Another point to remember is that the CFA charter will also require 4,000 hours relevant work experience in at least 3 years.
#5. CFA charter costs (a lot) less
The monetary cost for qualifying for the CFA exams depends on how many exams you need to get there and how much you spend on prep materials.
Typically this adds up to about $2,600 to $8,000 in total with consecutive passes, but can go up to $15,000 if you spend like crazy every exam, and fail several times.
Yet, this still pales in comparison to an MBA’s weighty $200,000 cost over the full term. Adding the opportunity cost of not working for a typical 2-year MBA makes the CFA program much, much more cost efficient however you slice it.
#6. CFA vs MBA expected salary increase
From our extensive CFA salary research data, even after removing the work experience factor, there is a very clear increase in average pay as candidates progress through the CFA Program.
On average, submissions that indicated they passed CFA Level 3 or are CFA charterholders earned 53% more than those who had yet to pass CFA Level 1 exams.
According to Financial Times’ latest top 100 global MBA rankings, the median post-MBA salary for top 100 MBAs is $133,401, with a range of salary increase from 47%-190% after MBA.
This should be useful input to analyze which qualification would add more value to your career objectives.
#7. CFA exam & MBA success rates are about equal
Some arguments on the CFA Program vs MBA thread sometimes point to the CFA exam pass rates. About 40%+ of CFA exam candidates pass each year, compounding to a very low total pass rate across 3 levels. Comparing this to 95% pass rates at Harvard, surely that’s one point for the b-school folks?
Not necessarily – that argument assumes you already have been accepted to a top-tier school like Harvard. If you factor in acceptance rates into a mid/top tier school, the chances of an average person acquiring a CFA charter and graduating with a mid/top-tier MBA are about the same.
#8. Both have great alumni networks
Both the CFA Institute and typical business schools maintain thriving global networks that will be further enhance your career.
However just like the studying process, I feel that to benefit from the CFA Institute network from a career perspective, a CFA charterholder has to be more driven and proactive compared to an MBA graduate.
It’s not a matter of alumni participation or events, it’s just that MBA events tend to be tuned towards a networking & business angle whereas CFA charterholder events can take on a more academic tone.
#9. CFA vs MBA: Who says you have to choose?
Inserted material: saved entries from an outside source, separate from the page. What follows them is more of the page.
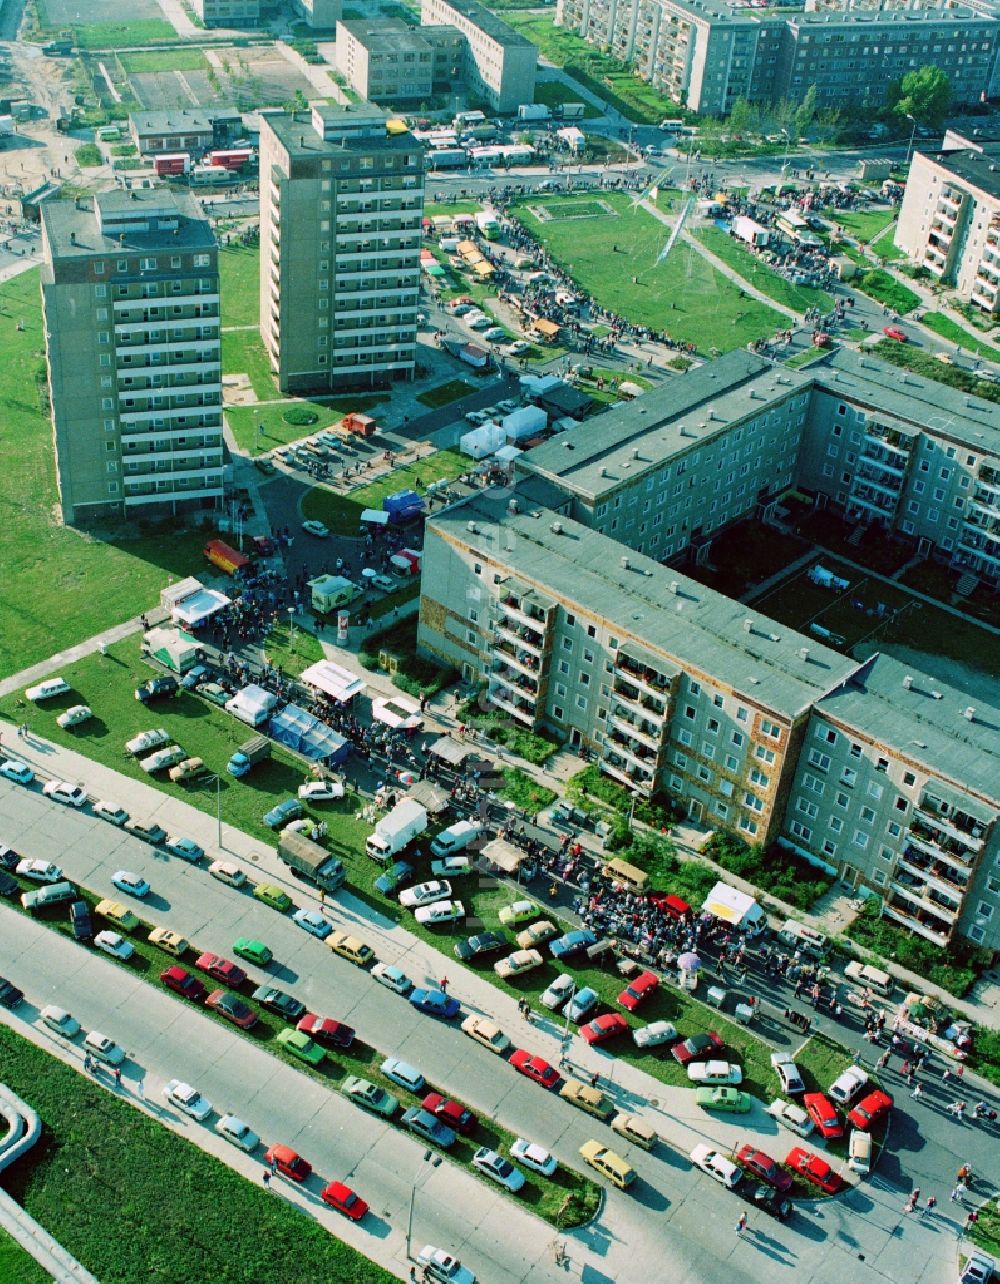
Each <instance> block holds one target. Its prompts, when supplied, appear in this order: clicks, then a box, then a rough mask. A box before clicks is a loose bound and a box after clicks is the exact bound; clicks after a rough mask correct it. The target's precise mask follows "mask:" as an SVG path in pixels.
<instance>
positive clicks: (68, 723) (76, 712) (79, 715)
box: [55, 705, 94, 728]
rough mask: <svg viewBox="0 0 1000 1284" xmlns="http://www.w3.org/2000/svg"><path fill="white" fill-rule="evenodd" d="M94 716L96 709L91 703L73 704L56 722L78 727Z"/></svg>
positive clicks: (56, 719)
mask: <svg viewBox="0 0 1000 1284" xmlns="http://www.w3.org/2000/svg"><path fill="white" fill-rule="evenodd" d="M92 716H94V710H92V709H91V707H90V705H73V706H72V709H67V710H65V713H62V714H59V716H58V718H56V719H55V720H56V723H58V724H59V725H60V727H63V728H67V727H78V725H80V724H81V723H85V722H87V719H89V718H92Z"/></svg>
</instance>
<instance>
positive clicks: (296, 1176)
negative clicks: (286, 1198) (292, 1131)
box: [264, 1145, 312, 1181]
mask: <svg viewBox="0 0 1000 1284" xmlns="http://www.w3.org/2000/svg"><path fill="white" fill-rule="evenodd" d="M264 1163H270V1165H273V1166H275V1167H276V1168H277V1171H279V1172H281V1174H282V1175H284V1176H286V1177H291V1180H293V1181H304V1180H306V1177H308V1175H309V1174H311V1172H312V1165H311V1163H309V1162H308V1161H307V1159H303V1157H302V1156H300V1154H298V1153H297V1152H295V1150H293V1149H291V1147H290V1145H270V1147H268V1148H267V1149H266V1150H264Z"/></svg>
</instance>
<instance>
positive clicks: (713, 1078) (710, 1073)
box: [688, 1061, 743, 1088]
mask: <svg viewBox="0 0 1000 1284" xmlns="http://www.w3.org/2000/svg"><path fill="white" fill-rule="evenodd" d="M688 1079H689V1080H691V1081H692V1084H701V1085H702V1086H705V1088H721V1086H723V1085H725V1084H742V1082H743V1071H742V1070H741V1068H739V1066H732V1064H730V1063H729V1062H728V1061H693V1062H692V1063H691V1064H689V1066H688Z"/></svg>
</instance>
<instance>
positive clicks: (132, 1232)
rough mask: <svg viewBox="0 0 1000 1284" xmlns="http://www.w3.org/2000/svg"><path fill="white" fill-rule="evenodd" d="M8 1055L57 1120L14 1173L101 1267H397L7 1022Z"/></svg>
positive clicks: (7, 1047) (334, 1268)
mask: <svg viewBox="0 0 1000 1284" xmlns="http://www.w3.org/2000/svg"><path fill="white" fill-rule="evenodd" d="M0 1064H3V1067H4V1082H6V1084H8V1085H9V1086H10V1088H12V1089H13V1090H14V1093H17V1094H18V1095H22V1097H24V1098H26V1099H27V1100H30V1102H31V1103H32V1106H33V1107H35V1108H36V1109H37V1111H39V1113H40V1115H41V1117H42V1122H44V1125H45V1131H44V1134H42V1140H41V1141H40V1143H39V1144H37V1145H36V1147H35V1148H33V1149H32V1150H30V1152H28V1154H27V1156H26V1157H24V1158H22V1159H19V1161H18V1162H17V1163H15V1165H14V1166H13V1167H12V1168H8V1171H6V1172H5V1174H4V1186H5V1188H6V1190H8V1192H9V1193H10V1194H12V1195H13V1197H14V1198H15V1199H17V1201H18V1202H19V1203H22V1204H23V1206H24V1207H26V1208H27V1211H28V1212H30V1213H31V1216H32V1217H35V1219H36V1220H37V1221H40V1222H41V1225H42V1226H45V1228H46V1229H47V1230H50V1231H51V1233H53V1234H54V1235H55V1236H56V1238H58V1239H59V1240H60V1243H63V1244H64V1245H65V1247H67V1249H68V1251H69V1252H71V1253H73V1256H74V1257H77V1258H78V1260H80V1261H81V1262H82V1263H83V1265H85V1266H86V1267H87V1269H89V1270H90V1271H91V1272H92V1274H94V1275H96V1276H98V1279H101V1280H117V1281H122V1284H126V1281H128V1284H131V1281H136V1284H137V1281H142V1284H175V1281H177V1280H204V1279H216V1280H220V1281H227V1284H259V1281H261V1280H268V1279H275V1280H276V1279H288V1280H291V1279H295V1280H338V1279H339V1280H356V1281H358V1284H389V1281H392V1280H394V1279H395V1276H393V1275H390V1274H389V1272H388V1271H384V1270H383V1269H381V1267H380V1266H376V1265H375V1262H371V1261H368V1258H367V1257H363V1256H362V1254H361V1253H358V1252H356V1251H354V1249H353V1248H349V1247H348V1245H347V1244H344V1243H343V1242H341V1240H339V1239H338V1238H336V1236H335V1235H331V1234H330V1233H329V1231H326V1230H325V1229H323V1228H322V1226H320V1225H318V1224H317V1222H316V1221H313V1220H312V1219H311V1217H308V1216H306V1215H303V1213H300V1212H299V1211H298V1208H294V1207H293V1206H291V1204H289V1203H286V1202H285V1201H284V1199H280V1198H277V1197H276V1195H275V1194H271V1193H268V1192H267V1190H264V1189H262V1188H261V1186H258V1185H253V1184H252V1183H250V1181H248V1180H246V1179H245V1177H243V1176H240V1175H239V1174H236V1172H234V1171H232V1170H231V1168H227V1167H226V1166H225V1165H223V1163H220V1162H218V1159H214V1158H213V1157H212V1156H208V1154H205V1153H204V1152H202V1150H199V1149H198V1147H195V1145H193V1144H191V1143H190V1141H187V1140H185V1139H184V1138H181V1136H177V1135H176V1134H173V1132H169V1131H168V1130H167V1129H164V1127H162V1126H160V1125H159V1124H157V1122H155V1121H154V1120H151V1118H149V1117H148V1116H145V1115H142V1113H141V1112H139V1111H136V1109H134V1108H132V1107H131V1106H128V1104H127V1103H126V1102H123V1100H121V1099H119V1098H117V1097H116V1095H114V1094H113V1093H110V1091H108V1090H107V1089H104V1088H100V1086H99V1085H98V1084H95V1082H92V1081H91V1080H89V1079H86V1077H85V1076H82V1075H80V1073H77V1072H76V1071H73V1070H71V1068H69V1067H68V1066H65V1064H63V1062H59V1061H55V1059H54V1058H53V1057H49V1055H47V1054H46V1053H45V1052H42V1050H41V1049H40V1048H36V1046H35V1045H33V1044H31V1043H28V1041H27V1040H24V1039H21V1037H19V1036H18V1035H15V1034H14V1031H13V1030H9V1028H6V1027H4V1026H0ZM109 1210H113V1217H112V1220H110V1221H109ZM235 1211H237V1215H235ZM3 1270H4V1256H3V1248H1V1247H0V1275H3ZM3 1278H4V1279H9V1280H18V1281H26V1284H27V1281H30V1280H31V1276H30V1275H21V1274H15V1275H3Z"/></svg>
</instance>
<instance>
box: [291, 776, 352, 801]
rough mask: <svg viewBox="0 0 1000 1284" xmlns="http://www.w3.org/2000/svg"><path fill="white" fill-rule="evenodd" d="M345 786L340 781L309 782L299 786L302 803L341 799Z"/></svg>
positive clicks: (307, 781) (343, 794)
mask: <svg viewBox="0 0 1000 1284" xmlns="http://www.w3.org/2000/svg"><path fill="white" fill-rule="evenodd" d="M343 796H344V786H343V785H341V783H340V781H307V782H306V783H304V785H299V800H300V801H302V803H325V801H327V800H329V799H341V797H343Z"/></svg>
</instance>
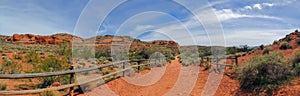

At the end of the day, there are many people who end up obtaining both a CFA charter and an MBA. If you’re hell-bent on making your CV the best damn piece of paper the world has ever seen, by all means take both – it’s in no way an either-or situation.
In the end, it’s all about your personal goals and situation:
- If you’re looking for a qualification to enhance your career in finance or establish your finance credentials, the CFA Program is the way to go.
- If you’re looking for a qualification to boost your career outside of finance, or looking to move across industries, an MBA might be a better bet.